Dear Colleagues,

At the Committee meeting on 1 October, I was appointed as the new rapporteur on the implementation of judgments of the European Court of Human Rights. I took over my predecessor Mr Evangelos Venizelos, who sadly left the Assembly following the latest electoral events in Greece.

It is a great honour for me to continue his work as well as the work of the previous rapporteurs on the Committee on this subject matter. Let me recall that the Committee’s first report on the implementation of Court judgments dates from June 2000. My report would be the 10th on this subject matter. The last one, authored by our former colleague Mr Pierre-Yves le Borgn’, dates from May 2017 and was followed by Assembly Resolution 2178 (2017) and Recommendation 2110 (2017).

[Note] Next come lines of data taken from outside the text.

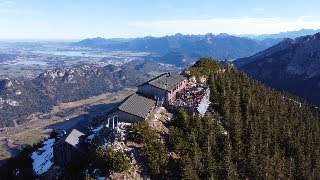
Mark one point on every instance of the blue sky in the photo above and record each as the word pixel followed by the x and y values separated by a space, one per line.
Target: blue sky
pixel 77 19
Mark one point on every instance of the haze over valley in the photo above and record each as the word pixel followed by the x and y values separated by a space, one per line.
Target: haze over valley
pixel 159 90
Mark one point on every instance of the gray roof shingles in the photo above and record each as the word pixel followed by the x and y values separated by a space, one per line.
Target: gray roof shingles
pixel 166 81
pixel 75 137
pixel 137 105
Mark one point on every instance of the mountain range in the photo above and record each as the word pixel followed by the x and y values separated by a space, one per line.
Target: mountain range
pixel 292 65
pixel 22 97
pixel 288 34
pixel 182 47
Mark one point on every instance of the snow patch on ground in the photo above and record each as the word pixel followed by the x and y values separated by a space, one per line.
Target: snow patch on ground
pixel 42 157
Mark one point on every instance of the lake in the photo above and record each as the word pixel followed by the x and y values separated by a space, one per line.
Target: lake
pixel 69 53
pixel 41 63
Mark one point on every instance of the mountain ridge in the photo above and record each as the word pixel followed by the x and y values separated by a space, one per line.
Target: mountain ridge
pixel 292 65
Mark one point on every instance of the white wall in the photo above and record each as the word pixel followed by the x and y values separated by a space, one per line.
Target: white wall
pixel 151 92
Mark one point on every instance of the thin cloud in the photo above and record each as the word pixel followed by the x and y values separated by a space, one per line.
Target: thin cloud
pixel 258 10
pixel 242 25
pixel 7 3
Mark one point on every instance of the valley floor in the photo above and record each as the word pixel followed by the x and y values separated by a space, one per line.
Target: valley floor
pixel 62 117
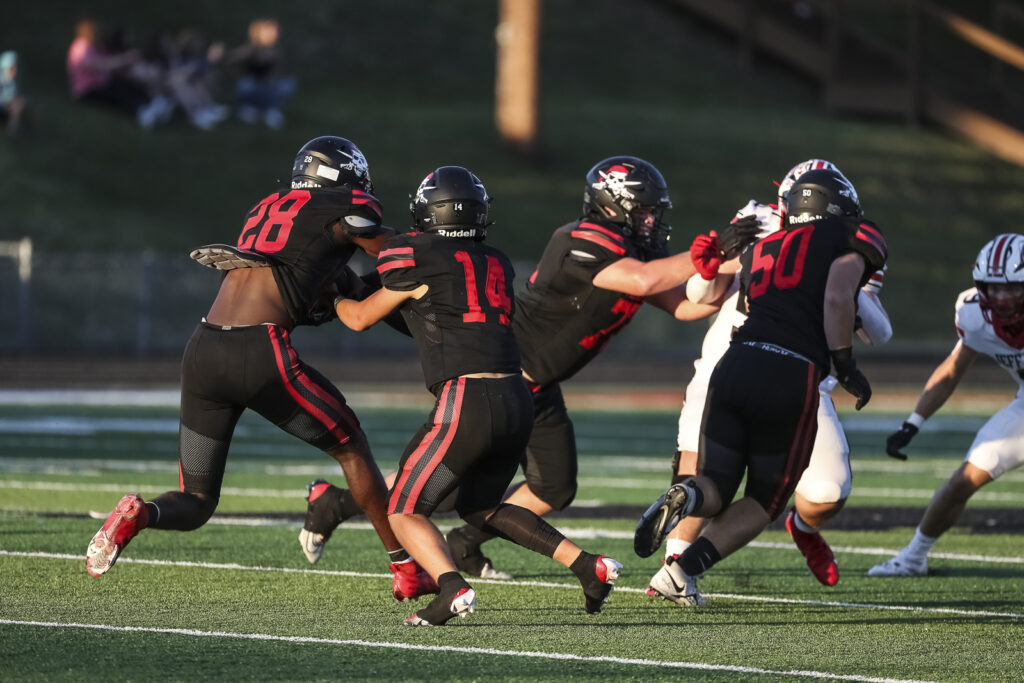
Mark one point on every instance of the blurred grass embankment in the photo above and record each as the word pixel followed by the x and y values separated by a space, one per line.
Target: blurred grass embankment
pixel 413 84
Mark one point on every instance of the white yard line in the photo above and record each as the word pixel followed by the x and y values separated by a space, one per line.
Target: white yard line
pixel 561 656
pixel 529 584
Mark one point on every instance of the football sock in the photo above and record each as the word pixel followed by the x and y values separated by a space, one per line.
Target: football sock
pixel 398 555
pixel 699 557
pixel 343 502
pixel 675 547
pixel 523 527
pixel 475 536
pixel 595 591
pixel 802 525
pixel 921 545
pixel 154 513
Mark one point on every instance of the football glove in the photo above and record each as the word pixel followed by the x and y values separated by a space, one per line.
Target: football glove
pixel 876 282
pixel 706 255
pixel 850 377
pixel 736 236
pixel 899 439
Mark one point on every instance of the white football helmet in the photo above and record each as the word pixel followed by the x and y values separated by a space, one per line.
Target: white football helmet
pixel 1001 262
pixel 797 171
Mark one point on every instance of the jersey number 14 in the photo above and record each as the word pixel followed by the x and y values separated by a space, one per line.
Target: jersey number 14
pixel 494 289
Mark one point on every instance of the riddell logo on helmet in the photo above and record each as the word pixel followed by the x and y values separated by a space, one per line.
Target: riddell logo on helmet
pixel 457 233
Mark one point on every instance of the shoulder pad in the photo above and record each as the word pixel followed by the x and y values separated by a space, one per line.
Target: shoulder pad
pixel 605 238
pixel 364 218
pixel 969 316
pixel 225 257
pixel 395 261
pixel 866 240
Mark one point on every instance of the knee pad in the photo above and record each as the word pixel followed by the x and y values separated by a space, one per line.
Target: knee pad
pixel 820 492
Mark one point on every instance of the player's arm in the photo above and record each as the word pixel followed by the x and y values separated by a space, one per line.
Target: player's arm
pixel 944 380
pixel 641 279
pixel 937 390
pixel 840 310
pixel 361 314
pixel 674 302
pixel 875 326
pixel 373 245
pixel 700 290
pixel 631 275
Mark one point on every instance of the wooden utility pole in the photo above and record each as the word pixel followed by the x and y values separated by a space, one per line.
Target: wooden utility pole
pixel 516 88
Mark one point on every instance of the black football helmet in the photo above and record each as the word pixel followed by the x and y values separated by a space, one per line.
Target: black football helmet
pixel 452 202
pixel 818 194
pixel 625 190
pixel 330 162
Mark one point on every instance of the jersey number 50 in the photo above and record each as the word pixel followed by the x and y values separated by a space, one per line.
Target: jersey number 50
pixel 494 290
pixel 766 263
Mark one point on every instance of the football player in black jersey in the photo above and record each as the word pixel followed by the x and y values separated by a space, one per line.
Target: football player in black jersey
pixel 593 276
pixel 800 285
pixel 455 293
pixel 283 272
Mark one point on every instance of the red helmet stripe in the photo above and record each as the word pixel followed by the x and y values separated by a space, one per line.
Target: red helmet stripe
pixel 995 266
pixel 594 226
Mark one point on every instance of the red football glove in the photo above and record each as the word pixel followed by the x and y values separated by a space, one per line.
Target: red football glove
pixel 707 255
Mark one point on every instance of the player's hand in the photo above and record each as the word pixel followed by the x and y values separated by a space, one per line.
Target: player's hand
pixel 900 439
pixel 878 279
pixel 737 235
pixel 706 255
pixel 850 377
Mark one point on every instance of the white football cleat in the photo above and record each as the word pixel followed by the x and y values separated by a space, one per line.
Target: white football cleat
pixel 312 545
pixel 671 583
pixel 900 566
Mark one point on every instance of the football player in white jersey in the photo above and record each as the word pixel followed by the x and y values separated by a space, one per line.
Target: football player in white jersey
pixel 825 483
pixel 989 322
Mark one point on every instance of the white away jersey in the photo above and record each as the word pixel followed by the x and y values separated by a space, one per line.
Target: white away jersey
pixel 980 336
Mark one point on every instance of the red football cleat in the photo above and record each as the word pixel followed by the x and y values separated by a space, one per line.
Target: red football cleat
pixel 411 582
pixel 820 560
pixel 129 517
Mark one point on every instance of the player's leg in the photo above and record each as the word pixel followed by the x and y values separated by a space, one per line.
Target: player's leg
pixel 484 481
pixel 208 416
pixel 430 469
pixel 772 438
pixel 821 493
pixel 998 447
pixel 550 466
pixel 684 464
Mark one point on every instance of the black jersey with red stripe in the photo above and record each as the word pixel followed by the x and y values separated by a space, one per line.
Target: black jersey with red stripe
pixel 563 321
pixel 784 274
pixel 463 324
pixel 295 230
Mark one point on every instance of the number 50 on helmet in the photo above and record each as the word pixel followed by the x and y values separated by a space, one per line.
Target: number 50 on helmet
pixel 998 274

During his mandate, Mr Venizelos took a number of steps in the preparation of the 10th report on the implementation of the Court’s judgments. The committee held two hearings with experts: one in April 2018 and another one in October 2018. Moreover, at the beginning of this year, Mr Venizelos organised four exchanges of views with heads or other representatives of national delegations of Turkey, Ukraine, Hungary and Italy.

In January 2018, Mr Venizelos presented to the Committee his introductory memorandum, in which he exposed his working methods as well as statistics concerning the implementation of Court judgments and information about the so-called “pockets of resistance” analysed in the 2017 report by Mr Le Borgn’. Today, I would like to submit to you a revised version of this document, including the most recent statistics coming from the Committee of Ministers and an update about the ‘problematic’ judgments mentioned in Mr Le Borgn’s report.

I would like to point out, that according to the 2018 Annual Report of the Committee of Ministers’, at 31 December 2018,  6 151 cases – at different stages of execution – were pending before the Committee of Ministers. Thus, the overall number of judgments pending before the Committee of Ministers has considerably fallen in comparison with the end of 2016 (9 941). It should also be underlined that in 2018, the Committee of Ministers closed its supervision of 2 705 cases.

As of 31 December 2018, the 10 following countries had the largest number of pending cases: Russian Federation, Turkey, Ukraine, Romania, Hungary, Italy, Greece, Bulgaria, Azerbaijan  and the Republic of Moldova. As my predecessor Mr Venizelos organised exchanges of views with the heads of the delegations of four of those countries, I would like to continue this practice and I intend to organise an exchange of views with the head or another representative of the Romanian delegation at the Committee meeting in Paris on 10 December.

I would also like to recall that in February 2018, Mr Venizelos sent a letter to national delegations asking about the state of play of implementation of Resolution 2178 (2017). The replies provided to this letter have been summarised in the appendix to my information note that you will find in your files. Twenty-seven delegations have replied to this letter, but some of the provided answers are very general and insufficient and do not address all the recommendations contained in Resolution 2178 (2017). Nevertheless, some delegations have provided invaluable information about the parliamentary mechanisms for supervising the implementation of Court judgments.

Bearing this in mind, I would like to ask the Committee to declassify my information note, altogether with the appendix.